Jakarta|delinews24.net — Sekjen ATR/BPN Tegaskan Integritas dan Pengawasan Pelayanan Publik Jadi Prioritas Utama, Di tengah sorotan publik dan dinamika internal yang tengah melanda Kementerian Agraria dan Tata Ruang/Badan Pertanahan Nasional (ATR/BPN), langkah konsolidasi cepat langsung diambil dari lini pusat. Sekretaris Jenderal ATR/BPN, Dalu Agung Darmawan, mengumpulkan seluruh Pejabat Administrator dan Kepala Kantor Pertanahan (Kantah) se-Indonesia dalam sebuah pertemuan krusial pada Rabu (16/9/2026).
Pertemuan yang digelar secara hibrid dari Aula Prona Kementerian ATR/BPN, Jakarta, tersebut bukan sekadar agenda rutin.
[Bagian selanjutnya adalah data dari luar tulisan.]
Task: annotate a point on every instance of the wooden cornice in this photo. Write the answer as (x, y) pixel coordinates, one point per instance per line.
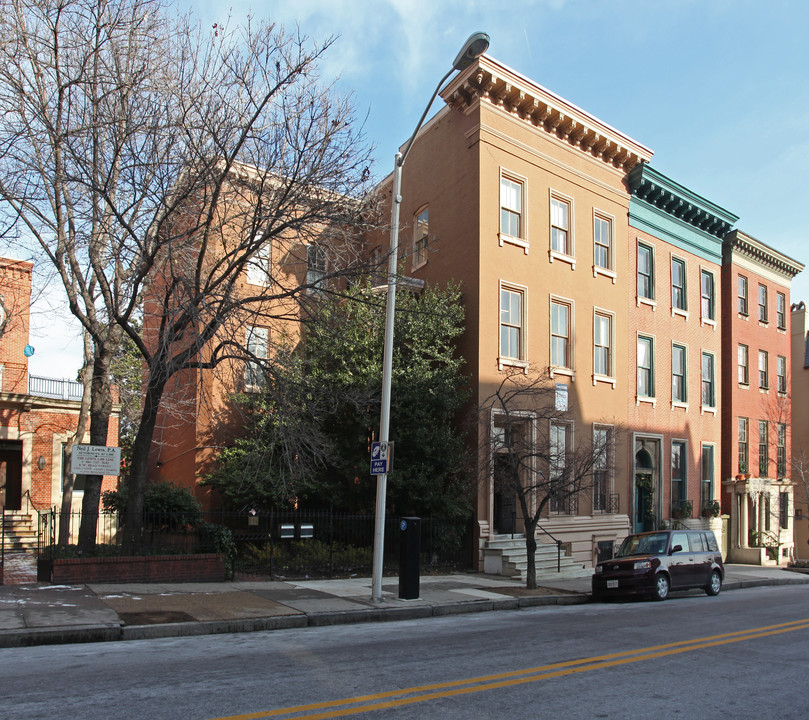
(488, 80)
(674, 199)
(748, 246)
Ini menjadi sinyal ketegasan manajemen puncak untuk memastikan bahtera organisasi tidak oleng di tengah gelombang permasalahan yang sedang dihadapi.
Di hadapan para Pejabat Pimpinan Tinggi Pratama serta jajaran pimpinan Kantah dan Kanwil, Dalu menegaskan satu garis batas yang tidak boleh dilanggar: pelayanan publik tidak boleh terhenti atau terdegradasi sedikit pun.
“Apa pun kondisi yang dihadapi oleh sebuah organisasi, pelayanan pertanahan kepada masyarakat harus tetap berjalan dengan baik,” ujar Dalu dengan nada lugas.
Membedah Titik Rawan dan Pengawasan Melekat
Langkah responsif ini diiringi perintah evaluasi mendalam ke dalam (internal audit). Dalu secara khusus menginstruksikan para Pejabat Administrator untuk mempertajam pengawasan melekat di wilayah operasional masing-masing. Fokus utamanya adalah mengidentifikasi dan memetakan kembali titik-titik pelayanan yang selama ini rentan terhadap potensi penyimpangan, benturan kepentingan, hingga penyalahgunaan wewenang.
Bagi ATR/BPN, menjaga public trust di tengah situasi sensitif adalah pertaruhan utama. Karena itu, benteng pengawasan tidak hanya dibangun di dalam, tetapi juga dibuka selebar-lebarnya untuk keterlibatan publik.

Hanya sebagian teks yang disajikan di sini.